Sobre este vasto assunto, os trabalhos de altíssimas intelectualidades, como Teófilo Braga, Leite de Vasconcelos, Consiglieri Pedroso, Adolfo Coelho, etc., mostram claramente o valor que tem para o estudo psicológico dos povos o conhecimento das suas tradições.
É pelo estudo comparativo das tradições de todos os povos que a etnologia poderá precisar a marcha da mentalidade humana através os largos séculos que a separam do seu alvorecer.
Assim como no estudo do desenvolvimento embrionário assistimos à grandiosa cena da marcha da vida animal sobre a terra, vendo no curto espaço de meses a reprodução exata dessa evolução que levou milénios, assim no estudo das tradições populares, abrangendo todas as épocas e todos os povos, assistimos ao desenvolvimento da vida intelectual da humanidade.
«O homem, diz Oliveira Martins, é a imagem individualizada da humanidade e da sua história.»
Vastíssimo campo de estudo onde só os espíritos privilegiados podem alar-se.
Faltando-nos essa força intelectual, limitamos os nossos esforços a auxiliar esses altos espíritos, levando-lhes até à sua mesa de trabalho, tudo o que possamos coligir na tradição popular.
Eis o fim deste livro.
Capítulo I
editarSonhos e agouros
editarNa imaginação ainda embrionária, do homem de outros tempos, devia produzir-se uma impressão forte, ao recordar as diversas peripécias de um sonho. Depois das rudes fadigas, a que o homem primitivo se entregava, vinha-lhe a necessidade do descanso e ia repousar; e, dormindo, sabia que tinha cortadas todas as relações com a vida usual, e com o mundo exterior.
Era então que vinha o sonho.
Coisas fantásticas, mas na aparência tão reais, lhe povoavam o cérebro, que era com verdadeiro assombro que via, depois de acordado, a falsidade dessas cenas.
Então sentia em si duas vidas: a do dia, e a da noite.
A primeira, julgava ele subordinar à sua vontade; a segunda não.
Este facto levou-o a crer que a vida noturna lhe era imposta e dirigida por um ser estranho a si; e como sentia não poder influir nos sonhos de outrem, calculou que nenhum homem influiria nos seus; portanto esse ser era invisível e tão poderoso que ele, destro e forte na luta pela vida, sentia-se impotente e completamente desarmado para reagir.

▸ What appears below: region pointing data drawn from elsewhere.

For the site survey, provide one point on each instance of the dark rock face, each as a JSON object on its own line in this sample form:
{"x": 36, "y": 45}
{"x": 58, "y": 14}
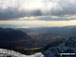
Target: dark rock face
{"x": 68, "y": 46}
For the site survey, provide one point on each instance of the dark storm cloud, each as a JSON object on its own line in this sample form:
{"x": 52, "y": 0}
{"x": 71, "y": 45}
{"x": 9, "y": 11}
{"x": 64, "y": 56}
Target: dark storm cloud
{"x": 15, "y": 9}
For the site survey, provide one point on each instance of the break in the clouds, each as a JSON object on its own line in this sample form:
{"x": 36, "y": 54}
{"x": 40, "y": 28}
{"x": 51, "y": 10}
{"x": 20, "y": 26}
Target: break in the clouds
{"x": 14, "y": 9}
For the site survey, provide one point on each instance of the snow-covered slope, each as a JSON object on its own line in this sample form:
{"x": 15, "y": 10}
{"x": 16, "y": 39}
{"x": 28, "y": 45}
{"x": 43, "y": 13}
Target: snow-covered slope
{"x": 5, "y": 52}
{"x": 69, "y": 46}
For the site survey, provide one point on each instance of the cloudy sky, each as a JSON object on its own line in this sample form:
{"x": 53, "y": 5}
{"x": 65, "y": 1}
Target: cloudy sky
{"x": 37, "y": 13}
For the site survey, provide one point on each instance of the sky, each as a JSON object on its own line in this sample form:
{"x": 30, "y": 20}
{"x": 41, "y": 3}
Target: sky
{"x": 37, "y": 13}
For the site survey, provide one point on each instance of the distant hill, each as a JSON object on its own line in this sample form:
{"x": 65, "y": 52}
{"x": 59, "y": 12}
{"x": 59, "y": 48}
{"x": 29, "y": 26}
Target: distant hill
{"x": 15, "y": 39}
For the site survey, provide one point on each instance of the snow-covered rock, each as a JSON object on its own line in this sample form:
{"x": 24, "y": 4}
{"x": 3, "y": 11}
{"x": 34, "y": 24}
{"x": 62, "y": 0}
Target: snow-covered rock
{"x": 5, "y": 52}
{"x": 68, "y": 46}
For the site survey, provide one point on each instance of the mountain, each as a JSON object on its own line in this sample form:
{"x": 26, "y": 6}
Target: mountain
{"x": 45, "y": 35}
{"x": 68, "y": 46}
{"x": 13, "y": 39}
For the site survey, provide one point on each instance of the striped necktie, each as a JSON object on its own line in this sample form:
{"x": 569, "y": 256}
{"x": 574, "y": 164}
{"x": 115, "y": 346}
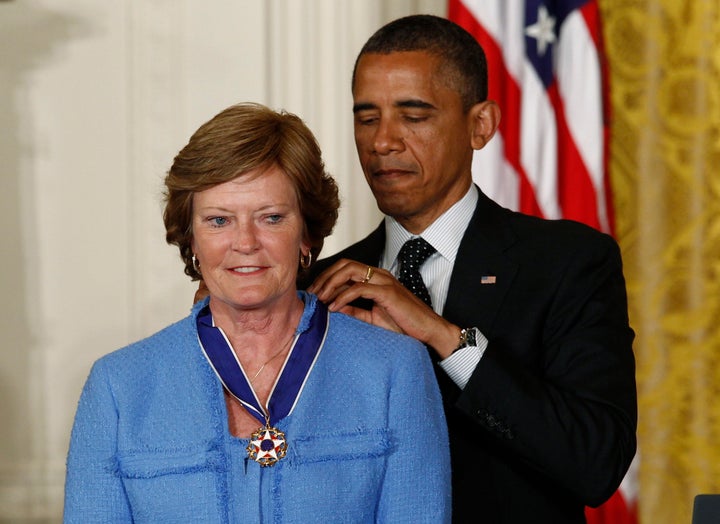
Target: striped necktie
{"x": 412, "y": 255}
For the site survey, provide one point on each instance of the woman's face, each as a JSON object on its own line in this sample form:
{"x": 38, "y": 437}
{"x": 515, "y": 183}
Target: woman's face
{"x": 247, "y": 237}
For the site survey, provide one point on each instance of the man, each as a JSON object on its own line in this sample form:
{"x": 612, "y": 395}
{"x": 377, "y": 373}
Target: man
{"x": 528, "y": 320}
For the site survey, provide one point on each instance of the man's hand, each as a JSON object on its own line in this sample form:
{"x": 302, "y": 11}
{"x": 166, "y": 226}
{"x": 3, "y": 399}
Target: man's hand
{"x": 395, "y": 307}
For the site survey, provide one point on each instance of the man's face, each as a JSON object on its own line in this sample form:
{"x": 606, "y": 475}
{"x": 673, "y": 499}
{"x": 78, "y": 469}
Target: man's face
{"x": 413, "y": 139}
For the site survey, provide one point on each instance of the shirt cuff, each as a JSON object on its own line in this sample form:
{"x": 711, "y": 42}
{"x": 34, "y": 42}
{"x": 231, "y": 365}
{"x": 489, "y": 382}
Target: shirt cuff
{"x": 460, "y": 365}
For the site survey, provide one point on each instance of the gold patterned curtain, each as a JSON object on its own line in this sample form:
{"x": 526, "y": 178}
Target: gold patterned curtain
{"x": 664, "y": 59}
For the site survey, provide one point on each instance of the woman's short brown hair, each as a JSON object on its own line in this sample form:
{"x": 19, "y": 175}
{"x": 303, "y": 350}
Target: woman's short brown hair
{"x": 243, "y": 138}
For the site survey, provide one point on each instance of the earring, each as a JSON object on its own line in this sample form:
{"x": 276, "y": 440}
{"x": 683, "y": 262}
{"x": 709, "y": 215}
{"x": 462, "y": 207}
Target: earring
{"x": 305, "y": 260}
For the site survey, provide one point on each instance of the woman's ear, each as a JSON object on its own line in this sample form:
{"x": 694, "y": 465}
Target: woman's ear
{"x": 485, "y": 118}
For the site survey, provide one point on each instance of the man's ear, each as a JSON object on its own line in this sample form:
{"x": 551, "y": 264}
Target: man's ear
{"x": 485, "y": 121}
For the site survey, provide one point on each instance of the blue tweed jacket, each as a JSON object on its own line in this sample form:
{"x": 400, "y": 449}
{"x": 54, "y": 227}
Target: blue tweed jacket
{"x": 367, "y": 439}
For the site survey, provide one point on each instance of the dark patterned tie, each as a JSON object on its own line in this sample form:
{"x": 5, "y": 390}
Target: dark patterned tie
{"x": 412, "y": 255}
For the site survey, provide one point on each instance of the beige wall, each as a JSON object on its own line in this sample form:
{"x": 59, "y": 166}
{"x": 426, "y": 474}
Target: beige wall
{"x": 95, "y": 100}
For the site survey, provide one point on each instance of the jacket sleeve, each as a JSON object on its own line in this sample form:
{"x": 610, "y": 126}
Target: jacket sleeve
{"x": 572, "y": 414}
{"x": 416, "y": 487}
{"x": 93, "y": 490}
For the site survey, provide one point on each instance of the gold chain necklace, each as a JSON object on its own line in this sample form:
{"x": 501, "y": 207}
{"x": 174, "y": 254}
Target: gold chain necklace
{"x": 282, "y": 350}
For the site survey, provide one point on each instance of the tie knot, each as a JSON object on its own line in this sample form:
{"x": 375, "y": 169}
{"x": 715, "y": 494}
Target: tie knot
{"x": 414, "y": 252}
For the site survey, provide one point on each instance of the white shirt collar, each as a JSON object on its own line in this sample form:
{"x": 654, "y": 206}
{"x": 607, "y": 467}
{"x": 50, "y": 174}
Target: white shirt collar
{"x": 445, "y": 234}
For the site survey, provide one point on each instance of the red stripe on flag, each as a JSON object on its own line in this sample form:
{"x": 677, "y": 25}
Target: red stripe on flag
{"x": 593, "y": 20}
{"x": 503, "y": 89}
{"x": 576, "y": 193}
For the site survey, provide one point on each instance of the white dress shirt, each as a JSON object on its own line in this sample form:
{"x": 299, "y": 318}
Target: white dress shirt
{"x": 445, "y": 235}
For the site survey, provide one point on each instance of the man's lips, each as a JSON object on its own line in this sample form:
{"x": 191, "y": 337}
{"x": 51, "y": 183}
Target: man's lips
{"x": 389, "y": 172}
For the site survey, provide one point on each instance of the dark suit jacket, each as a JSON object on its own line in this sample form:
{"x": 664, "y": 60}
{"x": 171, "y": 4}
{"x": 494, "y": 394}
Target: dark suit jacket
{"x": 547, "y": 423}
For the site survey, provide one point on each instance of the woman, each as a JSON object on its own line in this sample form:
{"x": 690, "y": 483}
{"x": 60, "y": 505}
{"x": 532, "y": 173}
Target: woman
{"x": 259, "y": 406}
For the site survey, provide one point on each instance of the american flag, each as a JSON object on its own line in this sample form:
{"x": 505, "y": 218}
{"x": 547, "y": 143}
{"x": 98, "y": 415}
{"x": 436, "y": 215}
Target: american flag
{"x": 547, "y": 72}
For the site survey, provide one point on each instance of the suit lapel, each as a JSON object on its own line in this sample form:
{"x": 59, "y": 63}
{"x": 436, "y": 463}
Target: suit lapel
{"x": 473, "y": 300}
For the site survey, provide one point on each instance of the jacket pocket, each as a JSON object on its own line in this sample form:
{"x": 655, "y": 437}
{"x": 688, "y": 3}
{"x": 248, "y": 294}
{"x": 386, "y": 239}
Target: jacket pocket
{"x": 172, "y": 485}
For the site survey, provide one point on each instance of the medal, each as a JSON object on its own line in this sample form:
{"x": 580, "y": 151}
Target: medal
{"x": 268, "y": 444}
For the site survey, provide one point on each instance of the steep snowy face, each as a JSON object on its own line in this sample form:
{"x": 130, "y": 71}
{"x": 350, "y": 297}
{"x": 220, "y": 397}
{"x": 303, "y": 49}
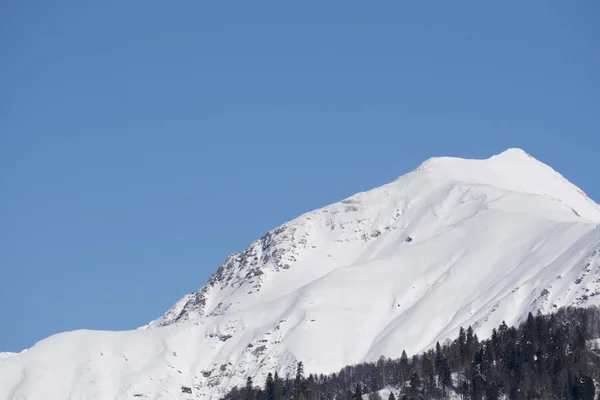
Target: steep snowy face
{"x": 435, "y": 197}
{"x": 454, "y": 243}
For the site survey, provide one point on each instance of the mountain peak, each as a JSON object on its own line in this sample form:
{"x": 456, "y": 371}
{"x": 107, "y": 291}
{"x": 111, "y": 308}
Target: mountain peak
{"x": 513, "y": 170}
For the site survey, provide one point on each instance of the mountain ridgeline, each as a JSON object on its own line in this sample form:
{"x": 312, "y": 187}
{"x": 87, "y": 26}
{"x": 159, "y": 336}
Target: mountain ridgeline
{"x": 399, "y": 268}
{"x": 554, "y": 356}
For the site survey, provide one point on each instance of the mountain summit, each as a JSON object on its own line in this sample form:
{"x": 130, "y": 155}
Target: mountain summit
{"x": 453, "y": 243}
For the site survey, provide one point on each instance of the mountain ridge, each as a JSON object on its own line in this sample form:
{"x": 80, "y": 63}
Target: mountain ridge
{"x": 453, "y": 243}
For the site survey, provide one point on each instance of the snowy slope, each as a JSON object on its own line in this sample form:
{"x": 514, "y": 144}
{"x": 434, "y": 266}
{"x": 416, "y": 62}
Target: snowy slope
{"x": 454, "y": 243}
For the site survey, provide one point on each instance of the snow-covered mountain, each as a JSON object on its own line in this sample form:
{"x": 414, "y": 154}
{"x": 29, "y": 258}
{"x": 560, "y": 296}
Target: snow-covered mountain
{"x": 454, "y": 243}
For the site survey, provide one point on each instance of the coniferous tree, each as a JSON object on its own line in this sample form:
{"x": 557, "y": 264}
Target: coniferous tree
{"x": 249, "y": 392}
{"x": 269, "y": 387}
{"x": 299, "y": 382}
{"x": 414, "y": 390}
{"x": 358, "y": 392}
{"x": 546, "y": 357}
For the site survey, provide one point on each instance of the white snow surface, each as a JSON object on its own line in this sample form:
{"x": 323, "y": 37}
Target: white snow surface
{"x": 454, "y": 243}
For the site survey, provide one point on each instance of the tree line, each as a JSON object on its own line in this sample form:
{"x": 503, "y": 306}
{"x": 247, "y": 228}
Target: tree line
{"x": 546, "y": 357}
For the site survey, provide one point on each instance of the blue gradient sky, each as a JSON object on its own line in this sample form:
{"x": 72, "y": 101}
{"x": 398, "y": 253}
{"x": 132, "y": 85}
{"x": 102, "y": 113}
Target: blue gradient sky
{"x": 143, "y": 142}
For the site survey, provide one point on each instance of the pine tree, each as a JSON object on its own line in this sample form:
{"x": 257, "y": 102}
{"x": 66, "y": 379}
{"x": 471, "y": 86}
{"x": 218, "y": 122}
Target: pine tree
{"x": 404, "y": 368}
{"x": 299, "y": 382}
{"x": 278, "y": 387}
{"x": 358, "y": 392}
{"x": 269, "y": 387}
{"x": 249, "y": 395}
{"x": 414, "y": 389}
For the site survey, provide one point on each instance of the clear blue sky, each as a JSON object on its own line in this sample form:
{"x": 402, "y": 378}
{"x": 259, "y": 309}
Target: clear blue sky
{"x": 143, "y": 142}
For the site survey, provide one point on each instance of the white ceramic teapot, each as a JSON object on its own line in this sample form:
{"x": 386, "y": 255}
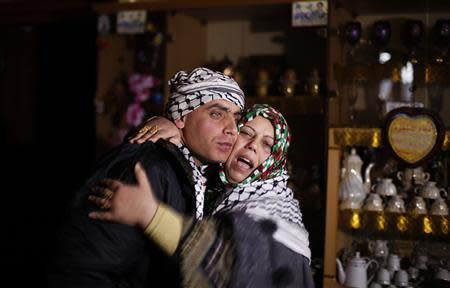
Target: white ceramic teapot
{"x": 355, "y": 274}
{"x": 351, "y": 187}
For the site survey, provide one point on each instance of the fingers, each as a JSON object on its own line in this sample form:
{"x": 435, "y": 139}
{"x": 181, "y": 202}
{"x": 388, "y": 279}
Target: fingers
{"x": 109, "y": 184}
{"x": 101, "y": 215}
{"x": 144, "y": 134}
{"x": 100, "y": 201}
{"x": 141, "y": 176}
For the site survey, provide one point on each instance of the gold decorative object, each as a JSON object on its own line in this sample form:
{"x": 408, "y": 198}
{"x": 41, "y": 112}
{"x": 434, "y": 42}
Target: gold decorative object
{"x": 289, "y": 80}
{"x": 355, "y": 220}
{"x": 428, "y": 73}
{"x": 427, "y": 225}
{"x": 369, "y": 137}
{"x": 444, "y": 225}
{"x": 358, "y": 137}
{"x": 402, "y": 223}
{"x": 381, "y": 222}
{"x": 414, "y": 135}
{"x": 412, "y": 138}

Criado o ser sobrenatural e poderoso a dirigir-lhe a vida noturna, era lógico tomar os sonhos por presságios, e tentar o estudo da sua misteriosa linguagem, em suas fantásticas e caprichosas evoluções.
E séculos não bastaram para desfazer essa crença, que ainda vive entre nós, e tem crentes em todas as classes sociais.
Se o sonho não tem hoje a importância que teria nessas épocas longínquas, contudo há quem fique incomodado, e à espera de dissabores, porque sonhou com uma ave qualquer.
«Sonhar com penas traz desgostos» (penas).
Há tantos, e tão acérrimos crentes, que ainda hoje se publicam dicionários da linguagem dos sonhos!
A linguagem dos sonhos é figurada de três maneiras:
É inversa, dedutiva ou convencional.
- Sonhar com riquezas é miséria.
- Sonhar com imundícies, riquezas.
- Sonhar com morte — sinal de vida — etc. pertencem à forma inversa.
No sentido dedutivo temos:
- Sonhar com água — lágrimas.
- Sonhar com penas — pesares (penas).
- Com agulhas — intrigas.
É convencional quando se diz:
- Sonhar que se tira um dente, é morte de parente.
Quando se sonha com uma pessoa já falecida, é sinal de que a sua alma não está na glória, e anda a pedir orações aos seus parentes e conhecidos de outrora.
É mister rezar logo um padre nosso e uma ave maria por intenção do morto.
A lista de decifrações é extensíssima, como todos sabem pelos livros que tratam da especialidade, e para o presente caso, nenhum interesse oferece, pois tem por base a classificação já apontada.
Filia-se nos sonhos a crença nos agouros.
Tiveram a mesa origem e juntas atravessaram séculos até nossos dias.
São vulgares e numerosos os agouros, e também, como acontece com os sonhos, atingem todas as classes.
Há indivíduos de reconhecida ilustração, que não estão livres deste prejuízo.
A terça e sexta-feira, são dias maus para encetar trabalhos, viagens, negócios, etc.
— À terça e à sexta não te cases nem embarques.
O azeite entornado, um vidro que se parta, um besoiro (Bombus terrestres, ou muscorum) que entre, zumbindo, pela janela, são maus presságios.
O vinho entornado é alegria.
A entrada em qualquer parte deve efetuar-se com o pé direito, sob pena de mau êxito.